22 November 2020

Previously I wrote about data reliability in storage systems [1] [2] [3]. The main theme is to use replications (including erasure coding) to work against bad disks, node failures, disk corruptions, memory corruptions. However, replication is not as effective against bugs. Especially, bug corruption can be replicated, quickly, and compromise all replicas.

First, some typical failure patterns:

  • A programming bug that didn’t write the persistent data right, and then that corrupted data block propagates to all relicas. Now customer reads cannot restore the original data. The bug can be rare to happen, but does trigger when you have large amount of machines running on full variety of usecases.

  • Similarly, the bug can also happen on metadata. E.g. During upgrade some messages got replayed but with incorrect old/new version format, and then the corrupted metadata quickly propagates through Paxos replication. Even the persistent data is healthy, the metadata corruption prevents them reading or repairing. And since metadata size is usually small and the processing is fast, the compromised area can grow quickly.

  • Data can be incorrectly deleted due to programming bugs. Deleting data quickly is a common usecase, where the storage system is append-only and ingesting fast with capacity reacing limit, especially on SSD clusters. However, if a bug incorrectly deleted customer data, all replicas can already be lost when the bug is finally discovered. What’s worse, deleted data is even harder to recover than corrupted data, because filesystem may already overwrites them.

    • A delete decision typically involves 1) Seeing all replicas healthy and enough number of them; 2) Issuing deletes on excessive replicas. However, they can break at 1) “seeing” is stale where true data already lost/deleted, and metadata can be cached but stale; 2) deletion request messages can be replayed; 3) data nodes can first tell you they have data, and next second executes deletes, now data gone; be careful with race conditions.
  • Sometime we also met bad hardware nodes that randomly calculate wrong results in memory (e.g. detected by CRC), and may or may not be catched by asserts. If not careful, i.e. the protection chain-of-trust has gaps or call it bugs, such corruption can go into persistent data or metadata. It recalls me of cosmic ray impacting hardare correctness.

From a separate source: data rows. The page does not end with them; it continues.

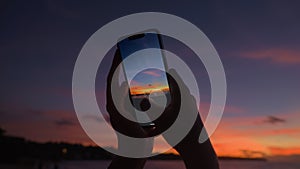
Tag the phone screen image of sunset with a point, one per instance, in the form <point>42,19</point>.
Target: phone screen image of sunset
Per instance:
<point>144,72</point>
<point>149,81</point>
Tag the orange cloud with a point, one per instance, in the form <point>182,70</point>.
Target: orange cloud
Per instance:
<point>284,150</point>
<point>283,56</point>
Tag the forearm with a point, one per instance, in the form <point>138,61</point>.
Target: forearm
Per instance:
<point>196,154</point>
<point>124,162</point>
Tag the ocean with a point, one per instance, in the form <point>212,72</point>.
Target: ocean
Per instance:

We need a new systematic methodology for reliability against bugs. I think this is still an open industrial gap.

First, let’s name some small design tips:

  • Metadata is critical for data reliability. Store the metadata twice at two different places, in different format, and managed in separated flow. E.g. The metadata about a file is stored at metadata servers, and also attached to the data files at data servers. A typical bug can corrupted all metadata replicas at metadata servers, but then it’ll be lucky to recover from data server copies. Metadata at the two places are managed separatedly, so less likely to compromise by same bug.

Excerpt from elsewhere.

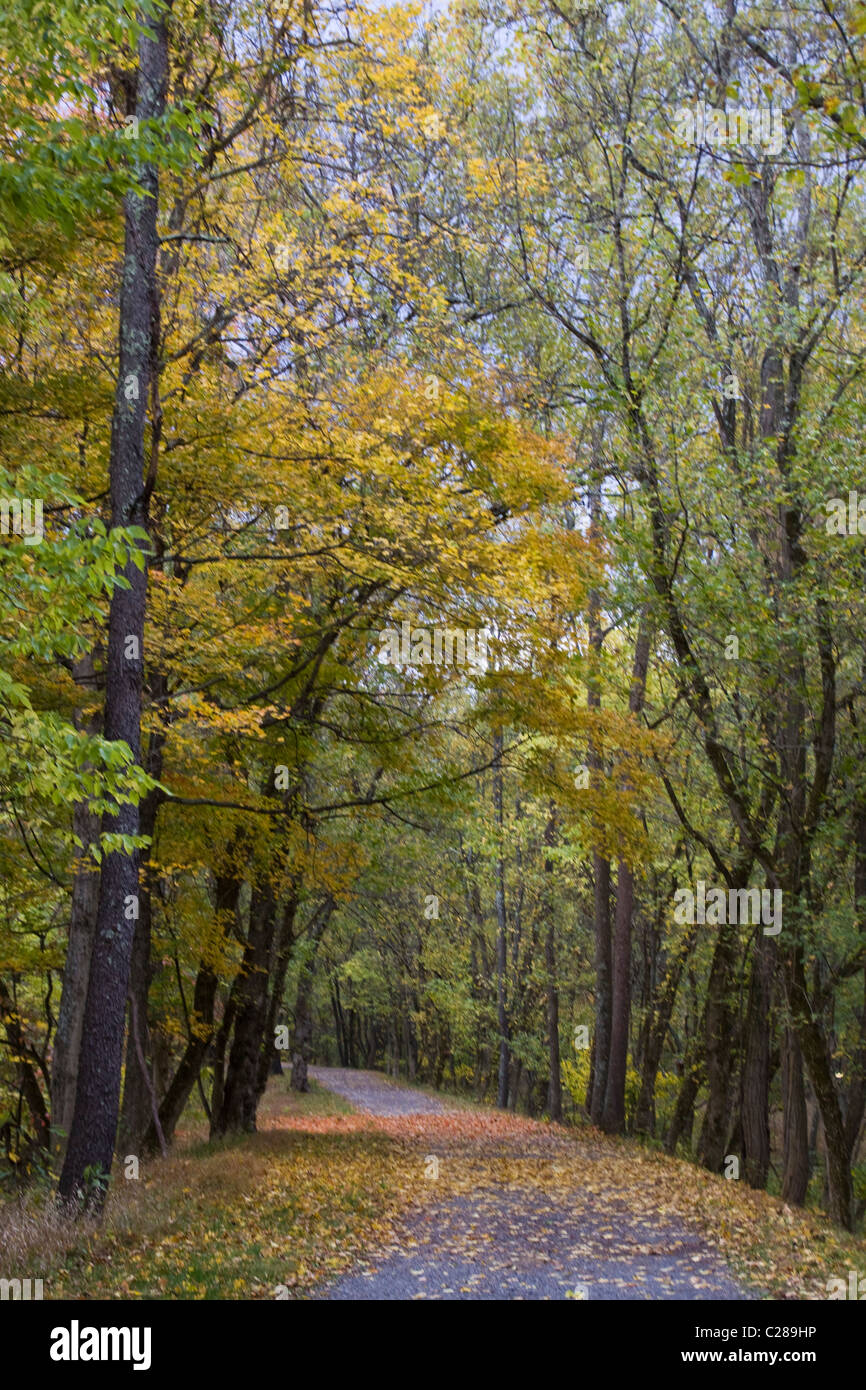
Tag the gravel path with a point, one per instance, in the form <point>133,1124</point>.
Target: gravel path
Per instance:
<point>510,1239</point>
<point>376,1094</point>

  • Storage systems typically do data scrubbing to detect silent data corruption. This should also be designed to detect any corruption due to bugs, e.g. with end-to-end CRCs. Besides, make sure all necessary data and metadata are included in scrubbing, e.g. periodical compare those stored at metadata server and those on data nodes.

  • Incremental algorithms are usually clever, but full volume scan is still necessary. A bug can drift away incremental results unnoticed. Full volume scan can be less frequent, but necessary to detect such drift. E.g. Scan and compare all data between data nodes, v.s. the metadata tracked at metadata server. The idea remotely resembles the CRC-verifiy-every-step (incremental) vs end-to-end CRC paradigm (end-to-end).

  • Make sure the delete decisions, typically scheduled by metadata server, is on linearizability algorithms. So that, it won’t see a stale view and issue incorrect deletes. A simple method is, only the writer can do read-decide-delete. And the writer should not trust metadata reported by someone else except the owner (i.e. to avoid cached metadata).

  • Storage systems typically manage data repairing against expected disk/node failures. Make sure if some data repair gets stuck, which implies potential bugs being hit, it gets alerted and checked. To cope with stuck data repair, it may retry on randomly selected different nodes, where saying random here is to avoid unexpected bug pattern.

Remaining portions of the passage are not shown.